By TAIKI KOIDE/ Staff Writer
May 25, 2021 at 17:20 JST
Kawasaki Heavy Industries Ltd., a pioneer in transporting liquified natural gas (LNG), has now developed the world’s first tanker for liquified hydrogen.
The new technology, along with tanks the company developed to store liquified hydrogen as rocket fuel, is expected to be used for the government’s goal of having hydrogen and ammonia serve as the fuel for 10 percent of electric power generation by 2050. It is part of Japan’s overall target of achieving net zero emissions of greenhouse gases in that year.
The first liquified hydrogen tanker, Suiso (hydrogen) Frontier, constructed in Kobe was shown to media representatives on May 24. The tanker is 116 meters long and can transport 75 tons of liquified hydrogen kept at temperatures of minus 253 degrees.
The hydrogen will be liquified after lignite mined in Australia is steamed. Although that process emits carbon dioxide, the plan is to trap that gas deep underground to keep emissions at virtually zero.
Plans have also been hatched to use renewable energy sources to create hydrogen by breaking down water.
Kawasaki has already installed equipment at Kobe Port to unload liquified hydrogen from the tanker as well as tanks on land.
It plans to transport the first load of liquified hydrogen from Australia by spring 2022.
Tests are being conducted in conjunction with J-Power and Iwatani Corp., and a total of about 40 billion yen ($368 million), including contributions from the Japanese and Australian governments, is being set aside for the project.
Under the Japanese government’s plan for 2050, the total volume of liquified hydrogen imports, including for fuel in motor vehicles, is estimated at 20 million tons, about 5,000 times the volume imported in 2020.
Kawasaki Heavy plans to build 80 tankers to transport 9 million tons of liquified hydrogen.
But a major barrier toward importing that volume of liquified hydrogen will be bringing down the power generation cost.

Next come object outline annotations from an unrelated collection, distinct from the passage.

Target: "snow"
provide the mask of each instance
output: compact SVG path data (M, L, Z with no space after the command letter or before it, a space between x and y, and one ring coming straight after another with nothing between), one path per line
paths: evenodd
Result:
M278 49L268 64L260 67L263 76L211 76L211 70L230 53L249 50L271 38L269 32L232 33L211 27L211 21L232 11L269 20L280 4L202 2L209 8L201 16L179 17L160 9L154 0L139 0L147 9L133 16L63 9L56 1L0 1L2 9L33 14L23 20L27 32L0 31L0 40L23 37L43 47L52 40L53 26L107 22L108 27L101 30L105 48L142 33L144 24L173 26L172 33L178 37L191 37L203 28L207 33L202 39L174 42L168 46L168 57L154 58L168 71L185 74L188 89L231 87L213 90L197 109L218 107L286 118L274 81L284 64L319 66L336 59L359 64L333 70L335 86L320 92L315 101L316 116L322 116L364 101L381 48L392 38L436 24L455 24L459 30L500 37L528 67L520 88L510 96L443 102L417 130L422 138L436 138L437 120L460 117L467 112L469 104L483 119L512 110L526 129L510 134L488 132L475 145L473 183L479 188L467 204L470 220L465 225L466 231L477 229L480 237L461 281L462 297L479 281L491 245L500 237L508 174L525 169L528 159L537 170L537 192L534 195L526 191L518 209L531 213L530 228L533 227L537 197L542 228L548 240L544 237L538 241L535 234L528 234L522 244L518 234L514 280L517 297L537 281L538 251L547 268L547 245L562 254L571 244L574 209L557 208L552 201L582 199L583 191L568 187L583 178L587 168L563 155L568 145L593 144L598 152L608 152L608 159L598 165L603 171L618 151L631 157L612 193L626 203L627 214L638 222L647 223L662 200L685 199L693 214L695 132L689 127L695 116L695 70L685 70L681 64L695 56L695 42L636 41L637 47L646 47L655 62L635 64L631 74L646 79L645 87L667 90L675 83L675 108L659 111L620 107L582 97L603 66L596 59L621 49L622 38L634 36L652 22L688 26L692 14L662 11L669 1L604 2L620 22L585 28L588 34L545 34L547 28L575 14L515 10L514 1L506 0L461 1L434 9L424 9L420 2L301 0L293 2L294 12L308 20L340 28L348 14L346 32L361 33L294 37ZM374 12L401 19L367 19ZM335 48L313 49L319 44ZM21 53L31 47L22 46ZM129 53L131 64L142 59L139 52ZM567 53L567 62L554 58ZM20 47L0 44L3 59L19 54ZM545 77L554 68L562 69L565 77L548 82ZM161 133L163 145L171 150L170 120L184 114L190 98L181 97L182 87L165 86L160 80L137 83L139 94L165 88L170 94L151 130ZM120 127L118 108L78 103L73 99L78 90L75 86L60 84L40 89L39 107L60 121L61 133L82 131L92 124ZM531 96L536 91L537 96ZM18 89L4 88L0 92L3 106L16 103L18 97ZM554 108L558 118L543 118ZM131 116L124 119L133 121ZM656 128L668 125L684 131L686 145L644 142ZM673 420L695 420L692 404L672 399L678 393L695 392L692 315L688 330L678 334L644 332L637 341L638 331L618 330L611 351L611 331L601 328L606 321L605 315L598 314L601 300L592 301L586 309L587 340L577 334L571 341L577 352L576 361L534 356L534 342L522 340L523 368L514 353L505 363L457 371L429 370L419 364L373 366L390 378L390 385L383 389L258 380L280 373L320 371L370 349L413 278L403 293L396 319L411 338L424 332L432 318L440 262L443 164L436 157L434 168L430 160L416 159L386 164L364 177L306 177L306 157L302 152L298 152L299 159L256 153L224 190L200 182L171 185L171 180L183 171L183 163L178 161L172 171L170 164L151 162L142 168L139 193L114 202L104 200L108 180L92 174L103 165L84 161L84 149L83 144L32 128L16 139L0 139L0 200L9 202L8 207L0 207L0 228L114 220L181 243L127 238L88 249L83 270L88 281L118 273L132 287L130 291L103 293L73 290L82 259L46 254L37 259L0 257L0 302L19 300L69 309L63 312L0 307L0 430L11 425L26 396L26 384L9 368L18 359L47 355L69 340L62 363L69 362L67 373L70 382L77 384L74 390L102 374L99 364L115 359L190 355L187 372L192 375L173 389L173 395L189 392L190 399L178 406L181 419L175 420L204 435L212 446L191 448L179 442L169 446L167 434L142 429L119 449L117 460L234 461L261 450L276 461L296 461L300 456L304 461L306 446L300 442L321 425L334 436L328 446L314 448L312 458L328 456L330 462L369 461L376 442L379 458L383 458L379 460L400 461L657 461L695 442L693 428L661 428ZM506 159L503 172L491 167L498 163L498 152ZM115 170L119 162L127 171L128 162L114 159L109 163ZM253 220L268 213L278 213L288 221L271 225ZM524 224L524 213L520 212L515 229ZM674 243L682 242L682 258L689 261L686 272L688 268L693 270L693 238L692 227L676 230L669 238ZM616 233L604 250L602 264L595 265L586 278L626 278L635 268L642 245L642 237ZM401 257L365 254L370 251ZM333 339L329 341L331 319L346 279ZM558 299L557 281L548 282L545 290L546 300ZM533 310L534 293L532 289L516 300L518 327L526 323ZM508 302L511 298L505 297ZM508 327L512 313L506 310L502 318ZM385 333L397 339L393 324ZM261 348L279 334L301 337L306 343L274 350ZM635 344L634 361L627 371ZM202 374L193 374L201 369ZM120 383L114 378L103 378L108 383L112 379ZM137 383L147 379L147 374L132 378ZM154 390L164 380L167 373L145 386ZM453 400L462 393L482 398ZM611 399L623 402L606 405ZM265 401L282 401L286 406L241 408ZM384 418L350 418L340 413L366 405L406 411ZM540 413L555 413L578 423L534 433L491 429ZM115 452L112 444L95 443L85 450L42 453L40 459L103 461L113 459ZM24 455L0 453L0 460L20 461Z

One estimate is that by 2030 power generated by liquified hydrogen will cost 1.5 times that generated using LNG.
Other nations have also joined the race to construct liquified hydrogen tankers.
“There will be a need to quickly promote greater use of such vessels,” Motohiko Nishimura, a Kawasaki Heavy executive officer who also serves as deputy general manager of the company’s Hydrogen Strategy Division, said.